The design of El Camino the first is attributed to Cadillac styling manager Ken Glowacke, leading a team of young stylists that included future GM design star David Holls, and it’s said that Holls was a major contributor to the final design. A rakish, close-coupled two-place coupe, the car foreshadowed a number of styling futures that would soon appear on Cadillac production vehicles.

+   The brushed stainless steel roof panel that later featured on the 1957 El Dorado Brougham.

 The sharply tailored tailfins, which next turned up on the 1955-56 El Dorado Biarritz Convertible, followed by the rest of the Cadillac line for 1957-58.

 Quad headlamps, which also were featured on the El Dorado Brougham in 1957, then adopted for all Cadillacs across the board from 1958 on.

 

The 1954 Motorama tour, which opened at the Waldorf Astoria on January 26, also included a sibling to the El Camino: La Espada, similar in most respects but with some trim variations and constructed in a convertible body style. La Espada is shown above at the luxurious Key Biscayne Hotel in Miami, a popular destination for GM photo shoots in the Harley Earl years.

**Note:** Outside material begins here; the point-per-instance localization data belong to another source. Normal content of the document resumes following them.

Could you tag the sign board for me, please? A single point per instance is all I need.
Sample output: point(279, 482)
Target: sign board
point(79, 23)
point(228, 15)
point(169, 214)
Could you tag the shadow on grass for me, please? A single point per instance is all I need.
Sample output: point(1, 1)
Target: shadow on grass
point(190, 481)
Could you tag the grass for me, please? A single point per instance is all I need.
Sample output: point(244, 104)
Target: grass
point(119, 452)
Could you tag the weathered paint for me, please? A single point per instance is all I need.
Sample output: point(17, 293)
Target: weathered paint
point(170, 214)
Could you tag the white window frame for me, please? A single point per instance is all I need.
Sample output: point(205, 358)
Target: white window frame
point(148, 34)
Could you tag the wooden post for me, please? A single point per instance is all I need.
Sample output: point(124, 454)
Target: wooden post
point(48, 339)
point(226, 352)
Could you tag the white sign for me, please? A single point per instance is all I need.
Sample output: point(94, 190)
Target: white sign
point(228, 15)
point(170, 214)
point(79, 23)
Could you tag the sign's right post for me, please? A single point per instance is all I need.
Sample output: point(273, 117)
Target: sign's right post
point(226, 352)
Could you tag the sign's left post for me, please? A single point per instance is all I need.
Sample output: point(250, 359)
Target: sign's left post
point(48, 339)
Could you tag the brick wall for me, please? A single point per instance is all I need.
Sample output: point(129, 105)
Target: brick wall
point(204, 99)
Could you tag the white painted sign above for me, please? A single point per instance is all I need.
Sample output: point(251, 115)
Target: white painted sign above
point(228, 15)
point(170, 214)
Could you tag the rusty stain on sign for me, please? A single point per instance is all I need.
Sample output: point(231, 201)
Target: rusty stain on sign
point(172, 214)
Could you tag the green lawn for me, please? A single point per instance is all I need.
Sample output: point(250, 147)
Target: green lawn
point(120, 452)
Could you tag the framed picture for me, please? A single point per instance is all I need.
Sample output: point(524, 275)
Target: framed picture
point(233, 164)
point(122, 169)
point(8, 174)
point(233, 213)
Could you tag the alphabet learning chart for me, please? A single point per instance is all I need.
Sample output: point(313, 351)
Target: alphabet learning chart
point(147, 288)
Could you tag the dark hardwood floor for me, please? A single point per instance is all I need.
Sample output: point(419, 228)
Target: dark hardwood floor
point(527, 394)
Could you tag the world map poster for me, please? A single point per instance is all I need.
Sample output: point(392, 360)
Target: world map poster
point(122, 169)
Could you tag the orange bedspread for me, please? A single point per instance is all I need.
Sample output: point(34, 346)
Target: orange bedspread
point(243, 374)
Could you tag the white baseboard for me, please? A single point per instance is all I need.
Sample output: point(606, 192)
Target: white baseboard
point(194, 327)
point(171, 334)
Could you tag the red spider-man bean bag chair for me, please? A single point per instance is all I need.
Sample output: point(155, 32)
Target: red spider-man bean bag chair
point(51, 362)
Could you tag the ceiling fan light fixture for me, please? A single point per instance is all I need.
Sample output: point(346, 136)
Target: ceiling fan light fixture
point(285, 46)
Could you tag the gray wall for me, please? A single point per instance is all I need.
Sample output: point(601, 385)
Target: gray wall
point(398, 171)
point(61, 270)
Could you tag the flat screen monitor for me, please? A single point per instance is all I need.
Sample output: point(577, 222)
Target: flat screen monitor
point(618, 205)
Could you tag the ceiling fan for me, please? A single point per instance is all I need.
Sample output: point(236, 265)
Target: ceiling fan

Like most of the Motorama show cars, El Camino and La Espada were constructed on modified production car chassis with fiberglass bodies. But unlike many of the idea cars from the Motor City in the ’50s, the El Camino was reportedly fully functional and road worthy, sporting a 331 cubic-inch V8 and Hydra-Matic transmission. The eventual fate of the original El Camino has never been officially verified, but after all these years the car is lost and presumed to be destroyed.

 

3 thoughts on “This El Camino is a Cadillac: The 1954 GM Motorama Show Car

  1. “…presumed to be destroyed”…(until it shows up in the Joe Bortz collection) Kidding.
    God Bless the man for keeping all those rarities alive.